The graphs of SI vs known Mn[Cl.sub.2] concentration for phase 1 of the study are shown in Figure 3. Assessment of the T1 image plot demonstrated a nonlinear profile, suggesting a poor interaction relationship between the 2 variables (ie, Mn[Cl.sub.2] concentration and SI), while the T2 image plot only demonstrated 4 of the 8 phantoms, indicating that the selected concentrations fell outside of the optimal SI capture range.
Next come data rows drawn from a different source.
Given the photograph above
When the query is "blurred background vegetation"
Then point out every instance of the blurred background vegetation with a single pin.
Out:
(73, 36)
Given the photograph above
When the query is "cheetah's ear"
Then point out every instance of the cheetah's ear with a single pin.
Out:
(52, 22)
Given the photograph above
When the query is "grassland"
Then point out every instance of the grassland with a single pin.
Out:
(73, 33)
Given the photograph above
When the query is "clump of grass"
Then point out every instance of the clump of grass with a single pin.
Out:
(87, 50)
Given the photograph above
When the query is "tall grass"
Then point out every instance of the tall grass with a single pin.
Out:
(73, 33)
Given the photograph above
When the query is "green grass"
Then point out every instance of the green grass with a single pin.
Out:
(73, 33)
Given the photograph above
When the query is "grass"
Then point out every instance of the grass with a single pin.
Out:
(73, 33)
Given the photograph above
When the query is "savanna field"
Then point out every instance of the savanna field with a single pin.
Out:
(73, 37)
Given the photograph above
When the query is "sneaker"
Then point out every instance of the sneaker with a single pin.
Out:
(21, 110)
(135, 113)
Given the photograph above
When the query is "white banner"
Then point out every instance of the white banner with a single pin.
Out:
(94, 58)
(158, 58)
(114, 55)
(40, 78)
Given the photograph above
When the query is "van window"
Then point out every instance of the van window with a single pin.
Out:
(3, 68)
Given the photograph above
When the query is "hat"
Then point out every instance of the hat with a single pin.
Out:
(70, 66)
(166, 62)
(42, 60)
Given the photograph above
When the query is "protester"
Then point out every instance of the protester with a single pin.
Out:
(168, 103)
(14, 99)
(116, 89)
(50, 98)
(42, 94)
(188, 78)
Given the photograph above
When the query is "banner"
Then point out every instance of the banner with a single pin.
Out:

The graphs of SI vs known Mn[Cl.sub.2] concentration for the final phase of the study using a 2-phantom approach are shown in Figure 5. The plots demonstrate a nearlinear profile, subjectively suggesting a consistent interaction relationship between the 2 variables within the selected concentration ranges. Linear-regression testing confirmed this association, demonstrating a 2-variable agreement coefficient of 0.968 for T1- and 0.942 for T2-weighted data plots.

Discussion

The aim of this study was to develop a Mn[Cl.sub.2]-based imaging phantom that would demonstrate progressive incremental MR signal response under both fundamental T1and T2-weighted imaging conditions, allowing correlation with tissue SI characteristics.